All plants benefit from a little gentle pruning every now and then, and Bougainvillea is no exception. The right type of pruning, at the right time, can really help any plant to realise it’s true potential. Let’s look into how to do this for a Bougainvillea…
Why prune Bougainvillea?
Pruning a plant is a type of maintenance that can not only improve the look of a plant, and can help it to stop taking over the rest of your garden, but it can also improve the health of the plant itself too.
Plants can get diseases, and infections, the same as any other organism, so it is vital to remove any parts which are sick, otherwise the whole plant can become infected and die.
Another good reason to prune is to encourage new growth. If you remove old, woody parts of the plant then the plant will put more energy into growing new shoots, leaves and flowers.
You can also use pruning as a method to keep your plant in shape – that is, in a shape that suits the contours of your garden.
When to prune Bougainvillea?
- Bougainvillea flowers only appear on new wood, so it is important to prune your Bougainvillea after the current flowering season has ended. You can give it a good hard prune in its dormant winter months, followed by a little spruce up in spring, before the new flowers have started budding, for the best results.

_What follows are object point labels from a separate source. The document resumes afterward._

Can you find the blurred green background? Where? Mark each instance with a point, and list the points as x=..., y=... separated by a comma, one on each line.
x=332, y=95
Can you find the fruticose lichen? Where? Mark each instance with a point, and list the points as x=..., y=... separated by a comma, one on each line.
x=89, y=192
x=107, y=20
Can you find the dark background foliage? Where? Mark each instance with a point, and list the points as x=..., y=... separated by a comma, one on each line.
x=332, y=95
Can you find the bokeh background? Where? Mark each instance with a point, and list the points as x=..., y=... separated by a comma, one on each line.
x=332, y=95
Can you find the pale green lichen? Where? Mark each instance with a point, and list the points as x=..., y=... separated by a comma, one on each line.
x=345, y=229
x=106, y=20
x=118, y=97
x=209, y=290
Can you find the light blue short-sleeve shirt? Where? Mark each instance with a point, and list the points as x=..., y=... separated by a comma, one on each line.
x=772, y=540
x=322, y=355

- Avoid pruning at all during the flowering period, which is usually in the summer, as this will stress the plant and prevent it producing any blooms at all. (Obviously ignore this advice if you find a diseased part of the plant in the summer – it will have to be removed whatever tie of year, for the best health of the whole plant.)
- If you are happy to just have your Bougainvillea trailing happily over the garden, and you’re not too fussed about flowers, you can just prune it gently to remove any diseased parts, or overgrown patches that are encroaching on the rest of your garden. However, if it’s the pretty flowers you are after, then you may have to do it slightly more scientifically.

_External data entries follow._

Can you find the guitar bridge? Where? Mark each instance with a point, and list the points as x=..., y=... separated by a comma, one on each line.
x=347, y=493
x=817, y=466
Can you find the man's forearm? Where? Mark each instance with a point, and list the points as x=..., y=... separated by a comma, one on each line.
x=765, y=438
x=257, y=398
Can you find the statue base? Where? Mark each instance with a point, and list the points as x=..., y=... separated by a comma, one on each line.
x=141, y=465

Tools for pruning Bougainvillea
When pruning any plant, it is important to start with the correct safety gear. Wear thick gardening gloves, as some Bougainvillea have sharp thorns that can cause injuries. and you can consider eye protection as well, to protect against squirts of sap or small particles getting into your eyes.

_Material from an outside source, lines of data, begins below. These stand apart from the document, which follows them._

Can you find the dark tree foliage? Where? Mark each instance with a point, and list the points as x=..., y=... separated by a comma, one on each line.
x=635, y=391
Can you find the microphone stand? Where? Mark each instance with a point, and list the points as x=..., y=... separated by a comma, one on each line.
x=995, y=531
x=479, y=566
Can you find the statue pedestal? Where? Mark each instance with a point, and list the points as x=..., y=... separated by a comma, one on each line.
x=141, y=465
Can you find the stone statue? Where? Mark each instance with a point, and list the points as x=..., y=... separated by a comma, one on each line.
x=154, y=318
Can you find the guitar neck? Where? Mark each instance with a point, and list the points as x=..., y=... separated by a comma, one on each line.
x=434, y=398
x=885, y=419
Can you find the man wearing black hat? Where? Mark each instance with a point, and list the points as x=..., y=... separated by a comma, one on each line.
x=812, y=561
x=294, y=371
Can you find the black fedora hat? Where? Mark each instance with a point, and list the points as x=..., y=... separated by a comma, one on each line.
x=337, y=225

As for the actual pruning, a good sharp pair of secateurs should do the trick. These will need to be comfortable to hold so that you don’t strain your hands or get blisters, and they need to be the right size. It’s no good using tree loppers to prune small thin twigs! This being said, for a really old established tree that has very thick branches,you might need to use a pruning saw, or larger loppers.
How to prune Bougainvillea
The first step, once you’ve got your protective gear on, is to remove dead or diseased parts of the plant.
Once you’ve got rid of the dead heads, go for trimming the larger parts of the branches that can block off the light to the other parts of the plant. You’re looking to remove the old wood, at the same time as allowing light to reach the inside of the plant and other branches that are not often touched by the sun, to allow for more light reaching the parts of the plant that don’t often see the sun.
You can also prune your Bougainvillea into shapes; this is most often done with pot planted Bougainvillea. You can’t make them into fancy topiary shapes, but you can make them look like little trees or sturdy bushes.
Once the flowering bracts have died back, you can prune this long growth back to about half its length. This will encourage a second blooming late into the summer.
Pruning a Bougainvillea can make a huge difference. It can change a big, rambling plant into something that is the right shape for your garden, and it can really improve the health of your Bougainvillea too. Also, it will encourage new growth of those beautiful, prized flowers.
Now you have some tips on how to do it, get on with trimming your Bougainvillea to its best advantage!